なぜ拘置所は特定の商店だけを“差し入れ屋”に指定するのか 法務省と拘置所の見解、そして差し入れ代行業者が語る「利用者の実態」(後編)(2/2 ページ)
差し入れ代行業者「差し入れはしたいけど、自分の名前は出したくない人は一定数いる」
――差し入れ代行とはどんな仕事なんでしょうか
A氏:差し入れをする際には必ず「誰から誰へ」の差し入れなのかを留置場や拘置所側に伝えなければなりません。しかし「差し入れはしたいけど、自分の名前は出したくない」という人が一定数いるので、そういった方に代わって、差し入れを行う仕事です。
――なぜ自分の名前を出したくないのですか
A氏:人によってそれぞれですけれども、中にはオレオレ詐欺で逮捕された人に、詐欺グループの仲間が差し入れをしたいというようなケースもありました。そういう場合はもしも本名で差し入れてしまうと、自分も芋づる式に逮捕されてしまうので代行を利用するんですね。
――なぜ差し入れ代行業を始めたのですか
A氏:うちの会社の中に塀の中に詳しい者がいたことがきっかけです。私はもともと悪役専門の芸能プロダクションと示談屋を経営していまして、社員の中には元暴走族や、元孤児、元暴力団関係者という者もいます。そうしたネットワークを使って差し入れ代行業を始めました。
――具体的にはどんなものを差し入れるんですか
A氏:逮捕されてすぐは拘置所ではなく、留置場に入ります。その時に一番困るのは下着なので、下着や石けんなど最低限必要なものをセットにした「肌着セット(2万円)」が一番人気です。これさえあれば中でも取りあえずは生活できますし、拘置所にもこれらは持っていけますから。
――どんな差し入れが人気なのでしょうか
A氏:ぶっちゃけるとエロ本などは人気があります。とはいえ、わいせつなどで捕まった人には届かなかったり、人や施設によって入る(審査が通る)もの、入らないものがあるので、一概に「これは絶対に人気です」とはいえません。
――施設によってそんなに差があるんですか
A氏:例えば留置場に本を差し入れるとしても、A警察では2冊まで、B警察は5冊までなどかなり細かい違いが結構ありますね。そうした経緯もあるので、まずは現金を差し入れてあげるのが良いと思います。中に入っている本人が自分で注文するのが確実ですから。

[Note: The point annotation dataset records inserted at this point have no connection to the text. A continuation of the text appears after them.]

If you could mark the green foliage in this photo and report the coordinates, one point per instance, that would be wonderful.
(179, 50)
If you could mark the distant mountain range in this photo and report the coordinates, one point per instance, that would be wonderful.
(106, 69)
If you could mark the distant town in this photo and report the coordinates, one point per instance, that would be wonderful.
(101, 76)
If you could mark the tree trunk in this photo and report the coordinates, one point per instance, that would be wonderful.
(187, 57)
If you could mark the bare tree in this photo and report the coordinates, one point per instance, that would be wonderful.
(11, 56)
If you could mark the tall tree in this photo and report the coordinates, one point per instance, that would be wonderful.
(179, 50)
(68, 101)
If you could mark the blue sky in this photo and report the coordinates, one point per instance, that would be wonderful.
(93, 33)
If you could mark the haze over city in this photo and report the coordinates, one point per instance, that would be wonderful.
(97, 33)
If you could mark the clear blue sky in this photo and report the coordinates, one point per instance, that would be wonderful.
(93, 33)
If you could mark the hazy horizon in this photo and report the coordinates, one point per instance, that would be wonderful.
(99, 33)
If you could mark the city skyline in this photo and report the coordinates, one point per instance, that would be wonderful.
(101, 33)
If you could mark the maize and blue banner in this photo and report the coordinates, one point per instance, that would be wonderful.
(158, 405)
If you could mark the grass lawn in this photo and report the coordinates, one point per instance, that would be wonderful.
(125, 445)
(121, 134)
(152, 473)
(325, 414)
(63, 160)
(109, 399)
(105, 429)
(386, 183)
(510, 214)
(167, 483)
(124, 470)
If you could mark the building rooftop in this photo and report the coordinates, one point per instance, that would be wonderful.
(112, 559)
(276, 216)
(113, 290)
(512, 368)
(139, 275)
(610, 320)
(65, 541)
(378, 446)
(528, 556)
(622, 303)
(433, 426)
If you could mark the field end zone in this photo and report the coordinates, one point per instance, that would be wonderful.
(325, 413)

――拘置所ではちり紙が人気と聞いたことがあるのですが
A氏:拘置所のなかにはトイレットぺーパーがなく、決められた量のちり紙が配布されます。それでは足りないとか、質感が悪いという理由から差し入れ屋経由で購買はできますが、値段が高いのでそこまで人気はありません。中(拘置所・留置場)で買うものはなんでも高いんですよね。例えばボールペンなんかは今どき100円ショップでも売ってますけど、中では200~230円なんてこともあります。値下げしなくても売れるから定価そのまんまというか。だからうちでは、「肌着セット」のように独自に販売しているものだけでなく、親族の方などが用意した物品を差し入れるサービスも代行しています。
――どのようなサービスですか
A氏:例えばAさんがBさんにタオルを差し入れてあげたいという場合、タオルを送ってきてもらえればうちの社員Cの名前で差し入れます。このサービスの場合は160サイズまで3000円で請け負っていますので、サイズ内であれば好きなものを詰めて送っていただければ大丈夫です。ただ食品やシャンプーなどの液体など、施設が禁止しているものは送ってきていただいても入らない(受け付けてもらえない)ので、まずは業者に何を差し入れたいのか相談するのが良いと思います。
普段あまり知ることのない差し入れの世界と、それを取り巻くさまざまな人々。今日も差し入れ屋はひっそりと刑事収容施設にいる人たちの暮らしを支えています。